The Bank of England (BoE) is racing to keep pace with the United States in developing a clear framework for stablecoins — digital assets pegged to fiat currencies like the pound or dollar. Speaking at a London conference on November 5, 2025, Deputy Governor Sarah Breeden said the UK’s stablecoin rules will be unveiled soon and implemented “just as quickly as the US.”
“This is a fabulous opportunity for coordinated implementation,” Breeden told the audience, signalling that Britain wants to move in step with Washington on regulating crypto-linked payment systems.
Temporary caps to protect the banking system
Under the upcoming framework, the BoE plans to impose temporary limits on how much stablecoin individuals and businesses can hold — reportedly £20,000 per person and £10 million for firms. Breeden said these limits are a precautionary measure to protect bank balance sheets and ensure mortgage funding remains stable during the transition to digital money.

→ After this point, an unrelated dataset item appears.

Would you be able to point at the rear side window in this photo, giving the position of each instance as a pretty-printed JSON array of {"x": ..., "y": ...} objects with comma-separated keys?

“The UK’s financial structure is different,” she explained. “Our mortgage system relies heavily on commercial banks — not federal agencies like in the U.S. So, we have to be careful not to drain deposits too quickly.”
Breeden stressed that the restrictions are temporary and will be lifted once the BoE is confident that stablecoins no longer pose systemic risks.
Industry divided on new rules
The crypto industry’s response has been mixed. Some analysts welcomed the BoE’s urgency, calling it a sign the UK is serious about innovation. Others, however, argued the caps could stifle adoption.
“While there are indications in the press that this policy may be under review, we believe it remains critically important that these limits are recalibrated,” marked Simon Jennings, the Director of the UK Cryptoasset Business Council.
Still, many experts view the plan as a necessary step toward stability. “Innovation shouldn’t mean taking higher financial or operational risks,” Breeden said — echoing her belief that sound regulation builds long-term trust.
A defining moment for the UK’s digital-asset future
As the UK prepares to consult on its stablecoin rules, the message from Threadneedle Street is clear: the country wants to compete globally — but not recklessly.
The move represents a turning point for Britain’s financial system, setting the groundwork for a digital-money ecosystem that blends innovation with stability.
If implemented smoothly, the UK could finally position itself as a trusted bridge between traditional banking and the next generation of crypto finance.